Islamabad, leader cristiano incriminato per blasfemia con false accuse
Islamabad (AsiaNews) - Le norme sulla blasfemia in Pakistan sono ancora una volta pretesto per colpire - senza prove - esponenti delle minoranze religiose. Il reverendo Zafar Bhatti, presidente della Jesus World Mission, si trova in carcere con l'accusa di aver violato la "legge nera"; in queste ore i giudici stanno decidendo se accogliere o meno l'istanza di appello e ordinare il rilascio su cauzione. Egli è rinchiuso con l'accusa di aver inviato sms telefonici con un contenuto offensivo nei confronti dell'islam e del profeta Maometto da un leader musulmano. Secca la replica di leader cattolici e attivisti per i diritti umani, che sostengono l'innocenza dell'uomo e parlano di "pressioni" sulla polizia ed errori procedurali negli atti dell'inchiesta.
Il rev. Bhatti è originario di Karachi, ma nel 2010 si è trasferito a Lahore, nella colonia di Nawaz Sharif dove ha vissuto per due anni. Egli ha lavorato a lungo in difesa dei diritti dei cristiani e delle minoranze religiose. Di recente, il 10 luglio scorso, ha deciso di traslocare di nuovo con la famiglia, alla volta della capitale Islamabad. Il giorno successivo, a sorpresa, è stata presentata una denuncia a suo carico presso la polizia di New Town, a Rawalpindi, da parte di Ahmed Khan, vice-segretario del movimento islamico Jamat Ehl-e-Sunnat.
Secondo il rapporto degli agenti, Khan avrebbe ricevuto sul proprio numero di telefono alcuni messaggi - da parte di un numero visibile, ma non registrato in memoria - contenente linguaggio oltraggioso nei confronti della madre di Maometto. Egli si è rivolto alla polizia, minacciando di movimentare l'ala estremista se gli agenti non avessero aperto un fascicolo per blasfemia, alla sezione 295-C del Codice penale.
La vicenda presenta diversi aspetti poco chiari, tra i quali lo stesso capo di accusa nei confronti del reverendo cristiano. Per legge chi viola gli articoli 295 B e C del Cpp rischia anche la pena di morte. Tuttavia, l'offesa nei confronti della madre del profeta è regolata dalla sezione 295 A e prevede pene più lievi.
Il 16 luglio gli agenti hanno arrestato Bhatti e la cognata Nasreen Bibi e, durante il regime di custodia cautelare, lo hanno sottoposto a torture e abusi per estorcere una confessione mai arrivata. Egli respinge infatti con sdegno l'accusa e si dichiara innocente. La moglie si è rivolta agli attivisti di All Pakistan Minorities Alliance (Apma), l'associazione fondata da Shahbaz Bhatti, chiedendo giustizia. Oggi è prevista l'udienza in tribunale per decidere sulla richiesta di rilascio dietro cauzione.

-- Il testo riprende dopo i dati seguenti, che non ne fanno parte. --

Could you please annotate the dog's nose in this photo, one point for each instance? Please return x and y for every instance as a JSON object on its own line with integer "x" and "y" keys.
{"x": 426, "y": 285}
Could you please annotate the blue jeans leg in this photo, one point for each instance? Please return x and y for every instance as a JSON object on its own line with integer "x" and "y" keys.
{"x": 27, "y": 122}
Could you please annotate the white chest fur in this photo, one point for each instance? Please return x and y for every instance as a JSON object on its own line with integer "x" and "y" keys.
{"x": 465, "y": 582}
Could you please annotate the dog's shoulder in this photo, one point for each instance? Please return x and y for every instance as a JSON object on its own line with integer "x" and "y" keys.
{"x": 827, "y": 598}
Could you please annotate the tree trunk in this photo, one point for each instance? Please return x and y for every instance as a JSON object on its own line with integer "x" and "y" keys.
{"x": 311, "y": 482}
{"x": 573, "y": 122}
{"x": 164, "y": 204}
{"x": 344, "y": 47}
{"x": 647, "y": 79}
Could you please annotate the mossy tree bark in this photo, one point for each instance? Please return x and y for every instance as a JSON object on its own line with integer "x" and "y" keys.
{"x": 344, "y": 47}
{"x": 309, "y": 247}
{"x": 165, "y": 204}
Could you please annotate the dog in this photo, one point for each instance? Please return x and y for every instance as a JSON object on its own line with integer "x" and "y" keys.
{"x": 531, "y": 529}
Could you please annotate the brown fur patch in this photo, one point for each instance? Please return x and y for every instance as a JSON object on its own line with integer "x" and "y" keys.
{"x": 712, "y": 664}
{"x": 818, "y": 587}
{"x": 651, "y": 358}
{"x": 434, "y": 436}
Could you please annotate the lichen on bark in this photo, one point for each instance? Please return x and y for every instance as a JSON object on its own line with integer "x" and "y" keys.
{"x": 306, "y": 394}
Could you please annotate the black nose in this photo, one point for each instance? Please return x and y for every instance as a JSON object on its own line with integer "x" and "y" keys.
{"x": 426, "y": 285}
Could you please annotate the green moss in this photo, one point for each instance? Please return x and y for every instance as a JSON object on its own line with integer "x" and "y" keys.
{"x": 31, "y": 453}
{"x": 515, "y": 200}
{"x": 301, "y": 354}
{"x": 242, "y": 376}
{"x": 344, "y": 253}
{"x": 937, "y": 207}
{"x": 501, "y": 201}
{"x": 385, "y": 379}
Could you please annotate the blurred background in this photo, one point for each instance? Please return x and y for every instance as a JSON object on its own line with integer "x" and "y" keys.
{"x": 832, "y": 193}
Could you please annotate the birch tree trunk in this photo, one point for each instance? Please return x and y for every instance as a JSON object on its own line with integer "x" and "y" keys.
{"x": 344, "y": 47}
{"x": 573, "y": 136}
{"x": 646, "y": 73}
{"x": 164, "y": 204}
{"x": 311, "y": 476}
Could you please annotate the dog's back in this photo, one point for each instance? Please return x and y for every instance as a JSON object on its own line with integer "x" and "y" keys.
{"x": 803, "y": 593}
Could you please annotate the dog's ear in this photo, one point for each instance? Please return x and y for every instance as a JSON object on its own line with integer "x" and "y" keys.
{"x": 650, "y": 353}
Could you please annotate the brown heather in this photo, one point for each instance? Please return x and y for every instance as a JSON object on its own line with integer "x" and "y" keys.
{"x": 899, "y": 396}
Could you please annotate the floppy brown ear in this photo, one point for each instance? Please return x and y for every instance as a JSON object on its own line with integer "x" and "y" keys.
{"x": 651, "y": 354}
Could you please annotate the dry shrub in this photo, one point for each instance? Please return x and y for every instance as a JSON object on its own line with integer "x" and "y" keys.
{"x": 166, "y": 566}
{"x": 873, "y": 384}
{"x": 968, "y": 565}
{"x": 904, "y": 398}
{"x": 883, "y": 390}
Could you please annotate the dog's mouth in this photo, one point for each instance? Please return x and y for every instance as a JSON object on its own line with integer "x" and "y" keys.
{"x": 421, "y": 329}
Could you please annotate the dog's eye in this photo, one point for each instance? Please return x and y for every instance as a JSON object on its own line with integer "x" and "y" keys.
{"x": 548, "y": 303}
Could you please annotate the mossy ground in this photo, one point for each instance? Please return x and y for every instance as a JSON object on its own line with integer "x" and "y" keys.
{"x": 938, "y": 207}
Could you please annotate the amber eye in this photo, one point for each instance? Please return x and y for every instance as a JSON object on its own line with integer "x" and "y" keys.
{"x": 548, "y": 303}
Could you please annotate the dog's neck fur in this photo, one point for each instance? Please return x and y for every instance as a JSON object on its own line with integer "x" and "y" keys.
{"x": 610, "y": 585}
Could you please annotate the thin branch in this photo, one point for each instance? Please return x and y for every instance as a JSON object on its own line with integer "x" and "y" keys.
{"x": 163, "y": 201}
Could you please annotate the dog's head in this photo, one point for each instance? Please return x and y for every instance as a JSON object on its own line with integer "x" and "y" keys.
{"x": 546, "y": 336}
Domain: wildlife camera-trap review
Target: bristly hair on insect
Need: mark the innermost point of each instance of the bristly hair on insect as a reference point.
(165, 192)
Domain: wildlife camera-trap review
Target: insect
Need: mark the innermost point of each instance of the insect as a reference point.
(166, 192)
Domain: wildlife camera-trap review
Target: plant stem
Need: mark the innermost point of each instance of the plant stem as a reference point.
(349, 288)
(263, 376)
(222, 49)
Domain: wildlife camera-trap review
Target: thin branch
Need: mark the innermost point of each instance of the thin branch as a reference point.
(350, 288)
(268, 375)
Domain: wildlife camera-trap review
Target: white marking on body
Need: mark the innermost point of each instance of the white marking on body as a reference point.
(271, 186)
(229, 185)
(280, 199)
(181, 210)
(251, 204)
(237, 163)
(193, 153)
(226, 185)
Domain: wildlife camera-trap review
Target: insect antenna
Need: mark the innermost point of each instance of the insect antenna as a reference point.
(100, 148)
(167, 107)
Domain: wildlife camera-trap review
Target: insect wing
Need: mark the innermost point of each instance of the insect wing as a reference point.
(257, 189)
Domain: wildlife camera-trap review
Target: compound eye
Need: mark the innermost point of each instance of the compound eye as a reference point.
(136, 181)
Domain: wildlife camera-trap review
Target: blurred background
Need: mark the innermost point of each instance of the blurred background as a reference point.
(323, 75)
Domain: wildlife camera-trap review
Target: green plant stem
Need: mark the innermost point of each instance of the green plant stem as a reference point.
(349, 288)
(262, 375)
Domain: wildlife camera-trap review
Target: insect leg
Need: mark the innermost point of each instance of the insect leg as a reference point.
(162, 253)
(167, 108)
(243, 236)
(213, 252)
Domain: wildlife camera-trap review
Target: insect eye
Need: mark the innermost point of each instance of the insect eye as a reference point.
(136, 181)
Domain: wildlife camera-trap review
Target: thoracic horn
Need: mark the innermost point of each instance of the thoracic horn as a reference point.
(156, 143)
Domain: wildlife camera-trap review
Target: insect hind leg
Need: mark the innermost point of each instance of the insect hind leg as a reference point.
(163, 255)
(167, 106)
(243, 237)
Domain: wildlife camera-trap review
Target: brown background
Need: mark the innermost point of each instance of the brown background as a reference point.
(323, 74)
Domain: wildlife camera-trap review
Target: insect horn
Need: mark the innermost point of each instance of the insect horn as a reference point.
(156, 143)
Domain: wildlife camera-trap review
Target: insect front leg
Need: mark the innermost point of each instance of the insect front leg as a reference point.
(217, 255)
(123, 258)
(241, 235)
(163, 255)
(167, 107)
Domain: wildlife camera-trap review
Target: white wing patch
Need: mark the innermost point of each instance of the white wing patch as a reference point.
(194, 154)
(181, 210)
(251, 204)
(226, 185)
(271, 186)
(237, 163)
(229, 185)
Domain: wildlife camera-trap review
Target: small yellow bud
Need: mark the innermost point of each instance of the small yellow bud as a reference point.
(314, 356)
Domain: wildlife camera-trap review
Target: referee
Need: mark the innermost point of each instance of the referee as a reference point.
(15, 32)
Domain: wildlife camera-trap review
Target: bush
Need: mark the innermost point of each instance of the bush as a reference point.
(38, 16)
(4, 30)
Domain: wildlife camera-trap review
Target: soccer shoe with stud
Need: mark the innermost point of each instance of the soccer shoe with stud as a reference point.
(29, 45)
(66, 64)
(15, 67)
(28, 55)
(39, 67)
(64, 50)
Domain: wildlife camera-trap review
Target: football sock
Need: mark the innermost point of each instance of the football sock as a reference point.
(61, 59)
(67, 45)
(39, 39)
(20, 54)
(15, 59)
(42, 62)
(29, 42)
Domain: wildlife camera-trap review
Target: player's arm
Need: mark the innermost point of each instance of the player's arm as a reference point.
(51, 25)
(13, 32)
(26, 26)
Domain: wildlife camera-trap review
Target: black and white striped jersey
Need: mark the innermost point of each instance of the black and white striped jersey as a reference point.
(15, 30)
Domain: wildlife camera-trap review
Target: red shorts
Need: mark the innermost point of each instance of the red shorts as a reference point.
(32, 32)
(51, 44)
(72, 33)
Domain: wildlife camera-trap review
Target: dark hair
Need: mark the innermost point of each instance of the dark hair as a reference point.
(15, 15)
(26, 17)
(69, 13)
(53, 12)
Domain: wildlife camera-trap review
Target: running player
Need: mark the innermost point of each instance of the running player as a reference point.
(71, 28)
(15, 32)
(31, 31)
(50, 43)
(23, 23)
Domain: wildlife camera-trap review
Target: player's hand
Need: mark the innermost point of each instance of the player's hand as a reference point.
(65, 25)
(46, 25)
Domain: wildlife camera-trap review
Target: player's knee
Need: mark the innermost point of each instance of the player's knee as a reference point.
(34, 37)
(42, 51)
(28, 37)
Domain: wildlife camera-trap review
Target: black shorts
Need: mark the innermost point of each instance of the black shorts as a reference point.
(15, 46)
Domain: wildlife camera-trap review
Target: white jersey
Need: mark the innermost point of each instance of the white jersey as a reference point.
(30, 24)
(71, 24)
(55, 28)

Khalid Jill, di Apma, sottolinea che "Zafar Bhatti è innocente" e "daremo battaglia per liberarlo". Egli aggiunge che la polizia ha aperto un fascicolo "dietro pressioni" e "ci appelleremo contro l'errore relativo all'articolo di legge nella citazione in giudizio". Gli fa eco mons. Rufin Anthony, vescovo di Islamabad/Rawalpindi, che si chiede "come la polizia può essere così sicura" dell'identità del colpevole. E aggiunge: "è chiaro - rivela il prelato - che in questo caso siamo al cospetto di una vicenda frutto di inimicizie personali", probabilmente legate alla proprietà di alcuni terreni.